No Sh#t......... (must be what I'm doing wrong):whistling2: Thats why you install before they install.

this is Called a "rough inspection" around here. If any insulation is installed before this inspection......... The insulators will have to do it twice.. three times, counting ripping it out.

Now has anyone else had this problem:

Inspector requireing derating? (mainly the blown in foam insulation)?
Beware, Itr's comming! 10s for your 20A ckt etc....

Had any problems with your phone/cable wires MELTING due to the HIGH heat of that stuff setting up?
Watch for that too.


----------



## TxElectrician (May 19, 2008)

Have only done a few of these and used an electric chain saw, never have tried a hot knife.


----------



## threewire (Jan 28, 2008)

You might want to find out if your state or county has adopted the 2008 code yet.


----------



## Xknob&Tube (Jul 30, 2008)

TxElectrician said:


> Have only done a few of these and used an electric chain saw, never have tried a hot knife.


I never considered that. Probably a little messy but a narrow cut & fast which is nice. The fumes are pretty bad with the hot knife. I'll give it a try, thanks!:thumbup:


----------



## Skyline Electric (Jul 30, 2008)

How do you mount boxes in that stuff?


----------



## TxElectrician (May 19, 2008)

we secure toggle bolts thru the back of the box to be embedded in concrete once it's poured, and use spray foam to hold the box in place. Have seen other contractors in the area just use the spray foam and it appears to work, I am just not sure how long it will last.


----------



## Xknob&Tube (Jul 30, 2008)

TxElectrician said:


> we secure toggle bolts thru the back of the box to be embedded in concrete once it's poured, and use spray foam to hold the box in place. Have seen other contractors in the area just use the spray foam and it appears to work, I am just not sure how long it will last.


The foam "great stuff" is very good and would trust it totally. Not only does it expand to create a tight fit but it is an adhesive as well. Have used it also on old houses where the brick is loose & brittle and nothing else would work. I used to use Liquid Nails for this but the foam is better.


----------



## raider1 (Jan 22, 2007)

kbsparky said:


> At least one jurisdiction that I know of is accepting 3 split-bolt bugs attached to your (#6 min) exposed section of the GEC.
> 
> The only problem I have with this is now it is more of a target to thieves, eyeballing the copper GEC, as well as those copper bugs attached to it. :blink:


Thats an interesting method they are accepting. I agree that this change will most likely lead to more copper theft due to the fact that the intersystem bonding is now going to be exposed to the exterior.

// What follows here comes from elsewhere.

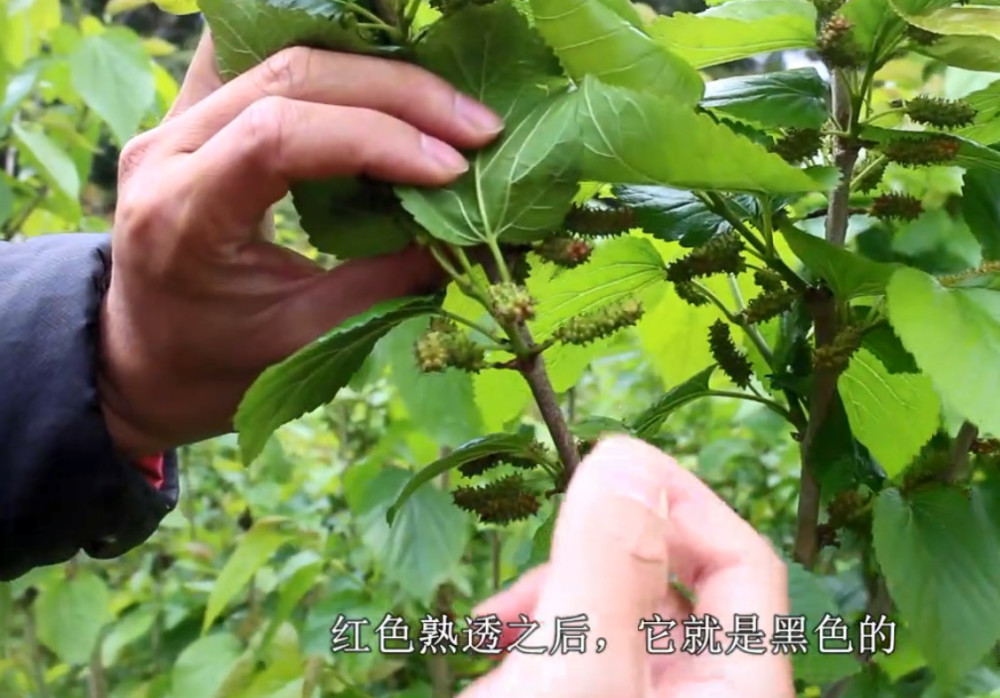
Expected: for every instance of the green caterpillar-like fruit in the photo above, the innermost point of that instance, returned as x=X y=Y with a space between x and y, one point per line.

It was common pratice in my area to run a #10 wire to the phone and the CATV location in the walls and stub out the #10 with the phone and the COAX for the utility to connect to. This made for a clean installation.

Chris


----------



## tripbraker (May 12, 2008)

*08 code changes*

http://esteroriverheights.com/electrical/2008codechange.pdf


----------



## Xknob&Tube (Jul 30, 2008)

tripbraker said:


> http://esteroriverheights.com/electrical/2008codechange.pdf


Page 131 shows an example of an Intersystem Bonding Termination clamp.

Cudos to tripbraker! :thumbsup:


----------



## Mountain Electrician (Jan 22, 2007)

leland said:


> No Sh#t......... (must be what I'm doing wrong):whistling2: Thats why you install before they install.
> 
> this is Called a "rough inspection" around here. If any insulation is installed before this inspection......... The insulators will have to do it twice.. three times, counting ripping it out.
> 
> ...


A GC I'm working for now says his last electrician bundled his low voltage wiring through the eaves on the top floor, and when they blew the foam in it melted all the wires together.


----------